No texto introdutório de sua obra, tratando da qualidade e efetividade da AIA, PETTS (1999) conclui que é preciso examinar e avaliar em maior profundidade o estado da arte dos sistemas de avaliação de impactos ambientais implementados nos mais diversos países, nas três últimas décadas do século passado, a partir da promulgação do NEPA. Só assim será possível identificarmos, realisticamente, as barreiras políticas, sociais, econômicas e técnicas que de fato existem para o aperfeiçoamento dessa poderosa ferramenta para o Desenvolvimento Sustentável em todo o mundo.

ANDRÉ et al. (1999) opinam que o grande potencial da AIA, como instrumento de gestão ambiental, reside nos princípios que devem nortear todo e qualquer processo de avaliação de impactos bem conduzido, qualquer que seja o contexto em que esse instrumento é aplicado. Princípios que são assim formulados por esses autores:

1. a elaboração do EIA/RIMA requer uma abordagem interdisciplinar; 2. o EIA/RIMA se insere em um processo de planejamento e deve contribuir

para a tomada de decisão;

3. o EIA/RIMA apresenta uma abordagem flexível, pela resolução do problema;

4. o processo de EIA/RIMA é aberto, transparente e bem enquadrado; 5. o EIA/RIMA apresenta uma abordagem científica;

6. o EIA/RIMA leva em conta o contexto do desenvolvimento;

7. o EIA/RIMA favorece a contribuição das comunidades afetadas em todas as fases do processo, desde a avaliação prévia até o monitoramento pós- implantação44 (ANDRÉ et al., 1999, p. 279).

Pode-se afirmar que existe hoje, apesar das diferenças entre os países, bastante consenso em relação a esses princípios e à importância da AIA. KENNEDY (1999) descreveu a experiência de cinco grandes organismos financiadores internacionais com relação à AIA, presentes num grande número de países em todo o mundo: Banco Mundial, Banco Africano

de Desenvolvimento, Banco Asiático de Desenvolvimento, Banco Europeu para Reconstrução e Desenvolvimento e Banco Interamericano de Desenvolvimento. Em suas conclusões, ele afirma que, assim como cada uma dessas instituições possui uma esfera de operações e área geográfica de atuação próprias, cada qual possui também, com relação à AIA, uma abordagem que lhe é própria.

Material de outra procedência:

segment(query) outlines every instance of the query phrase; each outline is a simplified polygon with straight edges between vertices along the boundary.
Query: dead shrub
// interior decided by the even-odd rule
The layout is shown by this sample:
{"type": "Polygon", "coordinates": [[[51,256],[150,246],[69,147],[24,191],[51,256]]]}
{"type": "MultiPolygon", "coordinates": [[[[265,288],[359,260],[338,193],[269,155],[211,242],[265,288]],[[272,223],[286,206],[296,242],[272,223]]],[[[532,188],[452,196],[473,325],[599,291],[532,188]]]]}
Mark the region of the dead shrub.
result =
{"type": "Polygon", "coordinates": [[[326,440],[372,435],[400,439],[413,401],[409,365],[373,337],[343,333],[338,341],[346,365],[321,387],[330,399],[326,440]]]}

Não obstante, pode-se afirmar que, desde algumas décadas, a necessidade da AIA é reconhecida pela comunidade dos organismos multilaterais de financiamento, inclusive em termos formais. Ademais, embora os procedimentos para sua implementação variem de um organismo para outro, é mais importante notar que tanto as equipes técnicas dos bancos como os países tomadores de empréstimos aceitam a necessidade e reconhecem a utilidade da AIA no desenvolvimento, implantação e operação de projetos de desenvolvimento.

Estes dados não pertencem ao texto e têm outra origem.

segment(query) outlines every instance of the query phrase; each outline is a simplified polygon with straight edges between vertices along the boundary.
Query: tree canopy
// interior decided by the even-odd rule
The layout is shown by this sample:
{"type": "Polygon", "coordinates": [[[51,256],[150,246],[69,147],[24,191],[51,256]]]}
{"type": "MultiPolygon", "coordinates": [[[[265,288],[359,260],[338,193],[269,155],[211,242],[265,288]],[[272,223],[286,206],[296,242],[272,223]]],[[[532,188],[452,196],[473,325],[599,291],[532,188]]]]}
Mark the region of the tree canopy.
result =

Por fim, é interessante notar algumas tendências com relação à AIA, apontadas por ANDRÉ et al. (1999), com base na experiência dos países francofônicos. São estas:

1. transferência do EIA de projetos para programas; 2. participação do público mais adaptada ao contexto; 3. melhoria da eficácia do processo;

4. concordância entre os indivíduos e as equipes técnicas; 5. maior desregulamentação e afastamento do Estado;

6. integração do EIA como ferramenta de implementação do desenvolvimento sustentável45 (ANDRÉ et al., 1999, p. 290).

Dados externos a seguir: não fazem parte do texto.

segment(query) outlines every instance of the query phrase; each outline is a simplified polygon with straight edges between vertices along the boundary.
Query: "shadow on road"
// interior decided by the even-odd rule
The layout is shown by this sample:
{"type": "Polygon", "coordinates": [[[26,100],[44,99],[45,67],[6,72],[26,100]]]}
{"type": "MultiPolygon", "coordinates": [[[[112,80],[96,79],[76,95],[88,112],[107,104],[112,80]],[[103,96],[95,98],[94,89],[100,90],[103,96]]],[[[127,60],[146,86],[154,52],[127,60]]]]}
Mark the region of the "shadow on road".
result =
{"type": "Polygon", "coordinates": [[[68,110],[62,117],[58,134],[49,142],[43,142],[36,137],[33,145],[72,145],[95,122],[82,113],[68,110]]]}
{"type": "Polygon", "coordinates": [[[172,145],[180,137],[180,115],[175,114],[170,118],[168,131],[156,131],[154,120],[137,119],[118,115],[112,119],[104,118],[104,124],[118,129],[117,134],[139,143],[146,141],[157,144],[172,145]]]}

Essas tendências são claramente identificáveis, em maior ou menor grau, também no Brasil — cuja prática, na opinião de AB’SABER (1998), seria representativa dos procedimentos para avaliação de impactos em países em desenvolvimento.

* * *

Tratamos, neste capítulo, dos aspectos teóricos, objetivos, limitações e tendências da AIA. No capítulo seguinte, abordaremos, detalhadamente, o estado da arte em AIA relativa aos grandes empreendimentos de infra-estrutura no Brasil, examinando o modo como esse instrumento se soma ou se contrapõe ao planejamento e projeto para a implantação de grandes obras.